This weekend the world wide web turned the big 20! It began as a simple page of links that allowed a group of scientists to share data in the confines of their laboratories. But in the 20 years since, it has become an inextricable part of the lives of billions of people.
The World Wide Web (WWW) was born on August 6, 1991, when the first web page was launched on the internet by Sir Tim Berners-Lee.

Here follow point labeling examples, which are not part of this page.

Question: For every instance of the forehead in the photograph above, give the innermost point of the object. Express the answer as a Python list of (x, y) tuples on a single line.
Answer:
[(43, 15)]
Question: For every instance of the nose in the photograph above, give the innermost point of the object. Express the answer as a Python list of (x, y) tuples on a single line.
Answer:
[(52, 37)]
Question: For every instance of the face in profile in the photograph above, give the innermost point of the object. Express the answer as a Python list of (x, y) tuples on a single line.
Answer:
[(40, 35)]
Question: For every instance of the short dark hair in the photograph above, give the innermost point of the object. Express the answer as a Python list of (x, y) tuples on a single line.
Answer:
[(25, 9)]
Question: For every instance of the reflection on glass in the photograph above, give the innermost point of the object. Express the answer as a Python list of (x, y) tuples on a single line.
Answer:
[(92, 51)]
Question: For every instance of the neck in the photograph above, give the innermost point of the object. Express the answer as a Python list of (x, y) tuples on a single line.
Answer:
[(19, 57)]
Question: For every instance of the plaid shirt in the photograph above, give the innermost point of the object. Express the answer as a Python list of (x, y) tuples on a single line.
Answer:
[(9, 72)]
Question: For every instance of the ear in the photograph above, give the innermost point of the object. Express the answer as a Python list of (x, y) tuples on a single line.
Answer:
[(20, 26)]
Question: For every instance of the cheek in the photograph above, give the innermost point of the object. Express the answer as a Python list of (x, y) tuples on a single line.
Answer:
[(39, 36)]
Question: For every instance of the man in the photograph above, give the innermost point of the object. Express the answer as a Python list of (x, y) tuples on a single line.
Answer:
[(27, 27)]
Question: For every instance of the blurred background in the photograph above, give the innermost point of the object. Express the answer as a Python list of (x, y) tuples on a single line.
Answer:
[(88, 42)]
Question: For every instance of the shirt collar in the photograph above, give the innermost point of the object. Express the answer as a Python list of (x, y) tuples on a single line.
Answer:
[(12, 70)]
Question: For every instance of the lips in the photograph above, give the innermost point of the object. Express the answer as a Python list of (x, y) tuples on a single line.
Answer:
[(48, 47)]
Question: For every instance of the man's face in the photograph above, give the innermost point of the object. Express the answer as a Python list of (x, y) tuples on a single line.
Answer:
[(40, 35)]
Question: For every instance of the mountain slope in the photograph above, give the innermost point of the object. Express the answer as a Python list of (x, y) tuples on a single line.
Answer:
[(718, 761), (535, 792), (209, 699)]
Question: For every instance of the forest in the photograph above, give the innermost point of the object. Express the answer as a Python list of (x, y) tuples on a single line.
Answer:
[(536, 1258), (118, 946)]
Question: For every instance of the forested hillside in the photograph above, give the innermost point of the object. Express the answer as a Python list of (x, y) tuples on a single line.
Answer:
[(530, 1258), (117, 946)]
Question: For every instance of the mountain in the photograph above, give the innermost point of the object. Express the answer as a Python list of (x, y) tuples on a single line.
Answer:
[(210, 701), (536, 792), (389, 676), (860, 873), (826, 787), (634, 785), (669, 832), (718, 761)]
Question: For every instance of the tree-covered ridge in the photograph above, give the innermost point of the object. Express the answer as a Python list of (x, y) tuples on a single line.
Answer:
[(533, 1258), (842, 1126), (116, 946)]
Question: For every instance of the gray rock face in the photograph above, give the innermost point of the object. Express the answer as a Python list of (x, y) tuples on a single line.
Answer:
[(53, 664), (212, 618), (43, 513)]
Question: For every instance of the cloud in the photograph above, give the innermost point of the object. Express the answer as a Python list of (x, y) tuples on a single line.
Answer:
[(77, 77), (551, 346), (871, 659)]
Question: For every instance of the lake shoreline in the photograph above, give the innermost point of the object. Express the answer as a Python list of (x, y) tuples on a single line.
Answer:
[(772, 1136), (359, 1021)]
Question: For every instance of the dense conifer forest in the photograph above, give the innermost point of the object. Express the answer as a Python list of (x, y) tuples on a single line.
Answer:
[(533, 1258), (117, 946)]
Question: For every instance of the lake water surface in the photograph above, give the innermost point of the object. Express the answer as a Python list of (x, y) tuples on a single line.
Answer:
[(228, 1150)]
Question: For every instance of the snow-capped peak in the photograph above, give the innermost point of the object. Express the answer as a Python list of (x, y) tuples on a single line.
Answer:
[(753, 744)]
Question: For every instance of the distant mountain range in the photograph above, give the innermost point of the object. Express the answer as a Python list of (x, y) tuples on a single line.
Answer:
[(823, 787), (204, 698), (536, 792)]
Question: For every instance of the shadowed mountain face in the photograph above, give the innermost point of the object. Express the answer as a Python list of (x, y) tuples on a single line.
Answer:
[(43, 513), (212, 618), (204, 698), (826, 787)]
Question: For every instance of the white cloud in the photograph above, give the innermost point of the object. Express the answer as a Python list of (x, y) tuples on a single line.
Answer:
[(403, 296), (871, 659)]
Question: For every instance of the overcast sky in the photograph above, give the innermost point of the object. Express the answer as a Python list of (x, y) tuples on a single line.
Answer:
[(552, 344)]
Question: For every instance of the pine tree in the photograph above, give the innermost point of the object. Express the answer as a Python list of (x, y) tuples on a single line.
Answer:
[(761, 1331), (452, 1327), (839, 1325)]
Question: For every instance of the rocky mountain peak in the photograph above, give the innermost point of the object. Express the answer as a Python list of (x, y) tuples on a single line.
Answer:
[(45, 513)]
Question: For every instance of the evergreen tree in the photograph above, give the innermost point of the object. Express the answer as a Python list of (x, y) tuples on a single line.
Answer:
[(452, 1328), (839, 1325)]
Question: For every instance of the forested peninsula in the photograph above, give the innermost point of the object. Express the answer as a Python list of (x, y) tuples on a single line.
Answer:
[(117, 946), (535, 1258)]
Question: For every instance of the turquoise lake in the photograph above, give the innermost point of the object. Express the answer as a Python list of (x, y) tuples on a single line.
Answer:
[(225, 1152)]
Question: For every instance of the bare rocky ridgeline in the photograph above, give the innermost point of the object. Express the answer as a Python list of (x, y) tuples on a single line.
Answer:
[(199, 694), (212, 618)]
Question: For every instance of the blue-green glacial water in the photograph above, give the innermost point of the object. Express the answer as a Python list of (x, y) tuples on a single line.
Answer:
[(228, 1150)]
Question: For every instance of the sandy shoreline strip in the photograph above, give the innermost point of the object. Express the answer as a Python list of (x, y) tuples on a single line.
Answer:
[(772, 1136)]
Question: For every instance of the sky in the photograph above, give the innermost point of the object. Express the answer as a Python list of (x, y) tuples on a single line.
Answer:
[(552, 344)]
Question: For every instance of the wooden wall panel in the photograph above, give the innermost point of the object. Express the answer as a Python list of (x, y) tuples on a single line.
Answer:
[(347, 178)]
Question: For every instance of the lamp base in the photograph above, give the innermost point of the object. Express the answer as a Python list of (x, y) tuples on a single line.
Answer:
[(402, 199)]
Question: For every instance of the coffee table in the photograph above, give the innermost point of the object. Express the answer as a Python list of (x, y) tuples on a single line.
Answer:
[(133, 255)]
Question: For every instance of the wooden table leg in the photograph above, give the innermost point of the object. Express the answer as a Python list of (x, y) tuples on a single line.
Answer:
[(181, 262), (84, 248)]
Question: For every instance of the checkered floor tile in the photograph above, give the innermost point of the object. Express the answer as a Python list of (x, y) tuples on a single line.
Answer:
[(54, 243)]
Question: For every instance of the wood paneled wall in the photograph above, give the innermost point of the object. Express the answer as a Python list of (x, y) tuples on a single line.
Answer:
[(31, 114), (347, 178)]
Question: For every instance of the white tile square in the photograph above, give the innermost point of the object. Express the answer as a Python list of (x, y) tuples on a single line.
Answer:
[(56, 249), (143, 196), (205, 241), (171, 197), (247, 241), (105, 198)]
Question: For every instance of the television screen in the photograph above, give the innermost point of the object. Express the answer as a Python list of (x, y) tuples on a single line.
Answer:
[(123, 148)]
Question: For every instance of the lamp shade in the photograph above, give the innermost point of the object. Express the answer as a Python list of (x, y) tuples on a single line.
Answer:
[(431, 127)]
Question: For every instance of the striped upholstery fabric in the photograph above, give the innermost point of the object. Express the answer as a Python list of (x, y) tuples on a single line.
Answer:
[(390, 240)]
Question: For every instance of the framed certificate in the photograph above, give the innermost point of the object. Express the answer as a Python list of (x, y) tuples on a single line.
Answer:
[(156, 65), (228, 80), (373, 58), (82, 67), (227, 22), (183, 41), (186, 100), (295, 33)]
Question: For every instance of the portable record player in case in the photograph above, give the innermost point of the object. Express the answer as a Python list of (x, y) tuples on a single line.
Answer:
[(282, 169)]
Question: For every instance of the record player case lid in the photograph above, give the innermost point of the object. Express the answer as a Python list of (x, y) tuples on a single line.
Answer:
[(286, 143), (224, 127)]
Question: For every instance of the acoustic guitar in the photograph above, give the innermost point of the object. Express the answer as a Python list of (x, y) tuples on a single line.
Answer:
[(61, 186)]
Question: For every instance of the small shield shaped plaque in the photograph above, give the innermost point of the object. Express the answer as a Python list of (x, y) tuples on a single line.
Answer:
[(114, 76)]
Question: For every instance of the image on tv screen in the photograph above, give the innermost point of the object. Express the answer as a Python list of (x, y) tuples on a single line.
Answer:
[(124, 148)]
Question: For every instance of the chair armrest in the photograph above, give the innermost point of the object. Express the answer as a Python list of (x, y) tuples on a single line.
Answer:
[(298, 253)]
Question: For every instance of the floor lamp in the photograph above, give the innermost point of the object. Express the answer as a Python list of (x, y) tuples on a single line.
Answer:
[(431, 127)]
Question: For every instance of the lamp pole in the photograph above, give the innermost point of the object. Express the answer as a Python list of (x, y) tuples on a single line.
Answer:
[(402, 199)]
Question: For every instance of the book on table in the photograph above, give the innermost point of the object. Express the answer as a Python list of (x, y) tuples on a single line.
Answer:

The London-born physicist and computer scientist was working at the European Organization for Nuclear Research (CERN) in Geneva when he sought to find a better way for his colleagues to link up. He first proposed the WWW in 1989 and posted a prophetic summary of the project on the alt.hypertext newsgroup, saying: ‘The WWW project aims to allow all links to be made to any information anywhere.’ The first website – https://info.cern.ch/hypertext/WWW/TheProject.html – was hosted at the rather cryptic URL nxoc01.cern.ch. The NeXT Computer used by Tim Berners-Lee at CERN became the first web server
When it went live, Sir Berners-Lee, 56, said: ‘We are very interested in spreading the web to other areas and having gateway servers for other data. Collaborators welcome.’ And collaborate they did. By 1992, there were 50 web servers around the world and, as of Friday, there were 19.68billion pages – more than three times the world’s population.
In between, it has been the platform for the boom and bust of dot-com businesses in the late 1990s and early 2000s, the inexorable rise of social networking, Google and YouTube, and the more sinister art of cyber crime. The rise of Google has made it even easier to find and access information over the web
The WWW should not be confused with the internet. They are related, but not the same. The term internet, coined in 1974, refers to the vast networking infrastructure that connects millions of computers, while the WWW is the method of accessing information over the internet through web pages.
Berners-Lee isn’t credited with connecting up all the computers – he developed three technologies that made it possible for users to better find and share information among these connected systems.
The first development were uniform resource locators (URLs), which are like mailing addresses for information.
The second is HyperText Markup Language (HTML), which is the code a web browser needs to show the text, graphics and hyperlinking systems.
His third invention was the Hypertext Transfer Protocol (HTTP) that enables requests and file transmissions to occur between Web browsers and web servers.